Oh iya, sebentar lagi Kak Laila akan wisuda! Apa aku sudah pernah menyampaikannya? Bahkan Kak Muazah, kakakku yang setahun lalu masih menangis pilu karena harus menolak pengajuan ta’aruf dari seorang laki-laki yang dicintainya, sebentar lagi pun akan menikah. Tentu saja dengan cintanya itu. Jodoh memang unik. Tidak akan pergi hanya karena dilepas. Dan tidak akan hilang hanya karena ditunda.

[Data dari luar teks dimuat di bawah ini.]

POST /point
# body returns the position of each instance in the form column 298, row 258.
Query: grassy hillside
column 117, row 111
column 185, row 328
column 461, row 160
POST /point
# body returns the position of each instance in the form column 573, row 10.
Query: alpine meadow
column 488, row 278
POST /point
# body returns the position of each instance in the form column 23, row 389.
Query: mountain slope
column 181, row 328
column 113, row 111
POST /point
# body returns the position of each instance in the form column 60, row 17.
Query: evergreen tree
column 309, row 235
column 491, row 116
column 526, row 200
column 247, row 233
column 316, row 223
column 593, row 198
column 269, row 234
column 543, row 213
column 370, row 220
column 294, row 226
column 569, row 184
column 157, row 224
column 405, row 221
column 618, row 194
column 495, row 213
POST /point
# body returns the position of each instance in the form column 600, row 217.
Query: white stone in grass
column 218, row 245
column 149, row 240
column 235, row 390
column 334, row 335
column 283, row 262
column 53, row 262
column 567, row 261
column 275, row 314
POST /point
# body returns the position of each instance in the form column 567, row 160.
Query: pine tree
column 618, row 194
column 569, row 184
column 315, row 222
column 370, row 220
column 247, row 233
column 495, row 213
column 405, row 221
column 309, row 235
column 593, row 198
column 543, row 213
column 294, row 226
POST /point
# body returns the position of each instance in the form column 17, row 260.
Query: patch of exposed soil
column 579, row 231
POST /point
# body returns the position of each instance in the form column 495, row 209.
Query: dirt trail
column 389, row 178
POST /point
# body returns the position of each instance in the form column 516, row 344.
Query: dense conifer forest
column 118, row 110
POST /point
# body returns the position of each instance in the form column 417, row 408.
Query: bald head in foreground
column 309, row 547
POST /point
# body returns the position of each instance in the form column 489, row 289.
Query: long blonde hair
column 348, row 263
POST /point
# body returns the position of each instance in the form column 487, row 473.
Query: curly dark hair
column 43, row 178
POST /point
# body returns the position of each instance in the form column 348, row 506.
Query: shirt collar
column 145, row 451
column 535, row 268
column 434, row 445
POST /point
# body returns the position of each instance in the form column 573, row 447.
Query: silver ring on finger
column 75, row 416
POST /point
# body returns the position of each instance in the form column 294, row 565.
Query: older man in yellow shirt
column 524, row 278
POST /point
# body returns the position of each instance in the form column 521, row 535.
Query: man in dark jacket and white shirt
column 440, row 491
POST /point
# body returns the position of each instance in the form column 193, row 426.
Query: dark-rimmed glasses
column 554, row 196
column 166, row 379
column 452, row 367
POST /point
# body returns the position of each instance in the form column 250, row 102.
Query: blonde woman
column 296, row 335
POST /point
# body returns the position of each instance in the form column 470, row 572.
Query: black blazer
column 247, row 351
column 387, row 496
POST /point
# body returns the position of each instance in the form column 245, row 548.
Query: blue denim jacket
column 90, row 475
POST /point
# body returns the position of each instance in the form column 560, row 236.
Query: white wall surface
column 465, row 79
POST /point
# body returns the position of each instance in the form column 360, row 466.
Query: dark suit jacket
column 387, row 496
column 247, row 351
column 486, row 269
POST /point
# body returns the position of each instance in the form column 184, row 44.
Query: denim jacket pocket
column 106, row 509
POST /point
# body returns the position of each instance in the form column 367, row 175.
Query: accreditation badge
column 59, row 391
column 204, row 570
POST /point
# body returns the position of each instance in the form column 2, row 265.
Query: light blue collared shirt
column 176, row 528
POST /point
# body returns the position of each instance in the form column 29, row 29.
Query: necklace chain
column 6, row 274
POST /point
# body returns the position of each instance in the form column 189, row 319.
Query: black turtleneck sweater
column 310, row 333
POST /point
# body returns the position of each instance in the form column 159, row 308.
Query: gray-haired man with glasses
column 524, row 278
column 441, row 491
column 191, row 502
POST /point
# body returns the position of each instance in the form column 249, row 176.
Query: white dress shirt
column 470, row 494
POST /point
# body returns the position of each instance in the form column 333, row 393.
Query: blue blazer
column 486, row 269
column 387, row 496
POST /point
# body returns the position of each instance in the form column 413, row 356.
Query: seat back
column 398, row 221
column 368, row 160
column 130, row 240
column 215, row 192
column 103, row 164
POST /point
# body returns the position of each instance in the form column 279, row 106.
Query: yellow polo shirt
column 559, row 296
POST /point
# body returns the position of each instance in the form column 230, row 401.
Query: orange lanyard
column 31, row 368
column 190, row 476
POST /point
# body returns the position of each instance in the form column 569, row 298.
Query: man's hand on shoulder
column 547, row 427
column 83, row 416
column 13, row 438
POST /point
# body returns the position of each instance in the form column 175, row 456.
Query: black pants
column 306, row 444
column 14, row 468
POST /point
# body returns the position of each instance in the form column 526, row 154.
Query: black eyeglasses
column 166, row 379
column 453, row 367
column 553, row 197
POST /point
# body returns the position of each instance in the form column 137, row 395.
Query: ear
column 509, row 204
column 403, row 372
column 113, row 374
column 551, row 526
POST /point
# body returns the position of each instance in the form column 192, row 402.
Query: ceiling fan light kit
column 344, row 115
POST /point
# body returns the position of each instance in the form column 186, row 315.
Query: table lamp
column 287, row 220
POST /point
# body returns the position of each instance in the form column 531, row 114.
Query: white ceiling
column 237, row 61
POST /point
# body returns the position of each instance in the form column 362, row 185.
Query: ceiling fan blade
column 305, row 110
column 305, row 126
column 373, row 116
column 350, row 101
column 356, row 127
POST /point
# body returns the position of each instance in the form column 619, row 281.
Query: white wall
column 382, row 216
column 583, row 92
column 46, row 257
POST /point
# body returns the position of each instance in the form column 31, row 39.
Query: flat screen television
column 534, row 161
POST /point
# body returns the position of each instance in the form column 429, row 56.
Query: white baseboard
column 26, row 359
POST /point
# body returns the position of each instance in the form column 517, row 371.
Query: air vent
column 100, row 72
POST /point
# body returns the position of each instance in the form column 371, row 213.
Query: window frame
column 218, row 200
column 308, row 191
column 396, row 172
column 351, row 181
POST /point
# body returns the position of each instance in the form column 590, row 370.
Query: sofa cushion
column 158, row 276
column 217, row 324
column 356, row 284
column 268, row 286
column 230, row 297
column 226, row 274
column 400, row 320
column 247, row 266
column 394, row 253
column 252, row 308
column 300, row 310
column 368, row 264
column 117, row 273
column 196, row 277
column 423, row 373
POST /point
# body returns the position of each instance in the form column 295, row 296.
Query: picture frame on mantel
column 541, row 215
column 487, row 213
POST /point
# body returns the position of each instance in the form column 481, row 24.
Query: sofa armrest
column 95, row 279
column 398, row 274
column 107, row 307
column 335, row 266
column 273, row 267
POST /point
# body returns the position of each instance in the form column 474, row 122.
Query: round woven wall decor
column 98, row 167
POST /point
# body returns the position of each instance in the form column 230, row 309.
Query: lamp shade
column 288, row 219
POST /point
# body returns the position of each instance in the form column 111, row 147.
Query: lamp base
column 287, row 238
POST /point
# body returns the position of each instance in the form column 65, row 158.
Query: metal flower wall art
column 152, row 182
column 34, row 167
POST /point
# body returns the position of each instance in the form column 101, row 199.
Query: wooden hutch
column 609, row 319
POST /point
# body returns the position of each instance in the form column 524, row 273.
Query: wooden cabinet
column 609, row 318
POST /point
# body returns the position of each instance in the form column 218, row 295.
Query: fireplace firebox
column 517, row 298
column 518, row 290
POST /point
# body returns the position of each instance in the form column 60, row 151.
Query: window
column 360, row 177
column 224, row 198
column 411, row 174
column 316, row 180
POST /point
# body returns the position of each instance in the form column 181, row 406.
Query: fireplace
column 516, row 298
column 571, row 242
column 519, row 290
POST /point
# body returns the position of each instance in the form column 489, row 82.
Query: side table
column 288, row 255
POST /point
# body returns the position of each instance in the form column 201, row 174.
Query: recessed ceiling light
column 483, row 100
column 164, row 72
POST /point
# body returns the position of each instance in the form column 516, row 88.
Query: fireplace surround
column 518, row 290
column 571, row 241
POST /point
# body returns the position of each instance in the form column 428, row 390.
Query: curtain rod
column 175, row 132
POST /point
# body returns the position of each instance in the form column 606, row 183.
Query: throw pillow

“Alhamdulillah lamaran Mas Ibnu akhirnya diterima sama ayah ibuku. Tepat seperti janji mereka yang akan mengizinkan aku menikah jika aku sudah menyelesaikan KKN-ku. In shaa allah sebentar lagi kita akan nikah. Jazakumullahu khairon ya mbak, dek, atas support kalian selama ini. Maaf juga ya kalau aku mendadak buat grup SUNSHINE lagi. Anggap aja ini grup silaturahim kita, untuk saling bertukar kabar dan menguatkan.”
Sebuah pesan yang mengharu-biru dari Kak Muazah beberapa hari lalu. Bahkan di saat Allah mengambil satu hal yang cukup berharga dariku; Allah tidak pernah luput untuk menggantinya dengan yang lebih baik. Kak Hamzah pergi. Tapi Sunshine-ku kembali. Kami terintegrasi dalam satu grup lagi. Dan hebatnya; rasa canggung yang dulu membentuk gap di antara kami pun sudah luntur. Sekarang tidak ada lagi hal rancu di antara cara kami memandang tarbiyyah, muhammadiyah, NU, atau apapun itu. Dan kurasa, sedikit banyak Kak Hamzah sudah cukup berperan untuk mendewasakan sudut pandang kami terhadap ikhtilaf.